Jorge Lorenzo has admitted that he’s still far away from being ready to win races on the Ducati GP17 machine, after a difficult test for the Spaniard at one of the tracks most unsuited to the red bikes last week.
Finishing the three days at Phillip Island in eighth, nearly a second off the times of Maverick Viñales, the five-time world champion conceded afterwards that his hopes of taking victory at the opening round of the series in Qatar next month are quickly diminishing.
A track where both bike and rider have gone very well in the past, Lorenzo was targeting the Middle Eastern circuit as one of the few this year where taking race wins would be possible – but with much still left to do, that’s now looking in doubt.
“We have very little time, just three more days before the Qatar race. We couldn’t test the 2017 bike in Valencia, which didn’t help. But that’s the situation that we have, and we have to do the maximum with what we have.
“I don’t have enough experience to know if that prevents me from getting on the throttle on the exits of corners, because I can only compare it to last year’s. For the moment the engineers know what I feel, though, and we have to try and improve and go forwards.”
His problems were compounded during the test by the ultra-fast corners of the Australian circuit and the still-limited corner speed potential of his new bike. Consistently maintaining his high corner speed 250GP style through nine seasons at Yamaha – and playing a key role in developing the M1 to suit him – he’s still struggling to adapt his riding style to the much-different approach needed on the Ducati.
“It’s very difficult for me, because they’re completely different bikes – they have the opposite way of riding, the opposite way to take the maximum. For now, the Ducati doesn’t have corner speed, so you have to brake for longer and be more aggressive with the throttle, more on and off. It’s totally different, but little by little I’m understanding it, but I still need more time and more kilometres.
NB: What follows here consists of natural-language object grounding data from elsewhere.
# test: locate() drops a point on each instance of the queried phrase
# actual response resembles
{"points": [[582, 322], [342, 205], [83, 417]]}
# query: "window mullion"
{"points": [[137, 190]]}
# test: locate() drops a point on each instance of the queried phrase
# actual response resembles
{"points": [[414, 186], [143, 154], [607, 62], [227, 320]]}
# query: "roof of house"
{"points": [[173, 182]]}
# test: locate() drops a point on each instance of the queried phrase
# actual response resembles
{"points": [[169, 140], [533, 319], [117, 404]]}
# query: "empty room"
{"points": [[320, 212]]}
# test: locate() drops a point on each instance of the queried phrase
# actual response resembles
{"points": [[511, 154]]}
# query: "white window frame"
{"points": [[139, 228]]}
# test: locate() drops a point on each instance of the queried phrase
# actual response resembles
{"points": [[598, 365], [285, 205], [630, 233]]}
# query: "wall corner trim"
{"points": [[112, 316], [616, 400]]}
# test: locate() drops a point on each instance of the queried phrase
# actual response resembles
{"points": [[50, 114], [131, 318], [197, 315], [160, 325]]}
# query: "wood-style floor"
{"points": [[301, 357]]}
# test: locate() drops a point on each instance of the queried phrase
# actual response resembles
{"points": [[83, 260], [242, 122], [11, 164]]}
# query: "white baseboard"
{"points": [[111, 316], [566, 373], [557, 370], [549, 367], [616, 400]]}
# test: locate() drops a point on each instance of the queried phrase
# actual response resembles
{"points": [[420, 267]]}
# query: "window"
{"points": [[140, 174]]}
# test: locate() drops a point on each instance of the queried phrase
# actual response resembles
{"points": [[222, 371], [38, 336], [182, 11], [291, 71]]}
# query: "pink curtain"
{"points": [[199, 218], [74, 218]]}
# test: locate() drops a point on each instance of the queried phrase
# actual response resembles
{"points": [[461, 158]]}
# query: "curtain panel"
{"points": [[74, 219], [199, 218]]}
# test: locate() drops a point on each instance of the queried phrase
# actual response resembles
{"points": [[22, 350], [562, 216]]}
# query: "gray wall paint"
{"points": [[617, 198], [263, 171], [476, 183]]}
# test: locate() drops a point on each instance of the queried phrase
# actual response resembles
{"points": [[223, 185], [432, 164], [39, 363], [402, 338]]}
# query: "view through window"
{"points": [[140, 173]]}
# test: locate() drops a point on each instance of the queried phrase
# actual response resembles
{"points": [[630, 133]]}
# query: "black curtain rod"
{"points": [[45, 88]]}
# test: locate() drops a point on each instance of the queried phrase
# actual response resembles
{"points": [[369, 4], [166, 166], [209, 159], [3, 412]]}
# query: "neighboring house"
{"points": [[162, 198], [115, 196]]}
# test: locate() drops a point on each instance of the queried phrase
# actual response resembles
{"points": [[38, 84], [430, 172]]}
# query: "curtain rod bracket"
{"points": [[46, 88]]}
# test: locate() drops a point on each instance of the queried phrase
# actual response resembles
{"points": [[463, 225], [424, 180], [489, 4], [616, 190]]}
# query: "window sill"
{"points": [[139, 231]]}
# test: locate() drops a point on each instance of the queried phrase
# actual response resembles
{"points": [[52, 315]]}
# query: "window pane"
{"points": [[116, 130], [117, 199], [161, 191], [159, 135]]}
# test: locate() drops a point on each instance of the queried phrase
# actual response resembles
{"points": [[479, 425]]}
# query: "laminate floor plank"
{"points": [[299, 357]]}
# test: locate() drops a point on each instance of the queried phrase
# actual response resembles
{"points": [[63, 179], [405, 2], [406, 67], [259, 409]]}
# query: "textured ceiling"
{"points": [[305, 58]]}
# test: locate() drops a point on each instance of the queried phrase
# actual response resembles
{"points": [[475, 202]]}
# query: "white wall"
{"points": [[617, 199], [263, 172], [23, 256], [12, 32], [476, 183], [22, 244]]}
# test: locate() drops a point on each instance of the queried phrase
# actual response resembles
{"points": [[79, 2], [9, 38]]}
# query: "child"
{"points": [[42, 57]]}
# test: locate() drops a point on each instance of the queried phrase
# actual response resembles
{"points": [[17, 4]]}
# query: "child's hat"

“Something still isn’t right, and we haven’t discovered something that will allow me to be faster both in the corners and getting on the throttle. We don’t have the bike to best carry the corner speed, but Bautista is faster than me through most corners, so we have to understand why that is.
“We’re not at the level at Phillip Island to fight for the win. We can be at other tracks, and we have to keep working to make the bike more competitive at them. We’re waiting for those tracks.”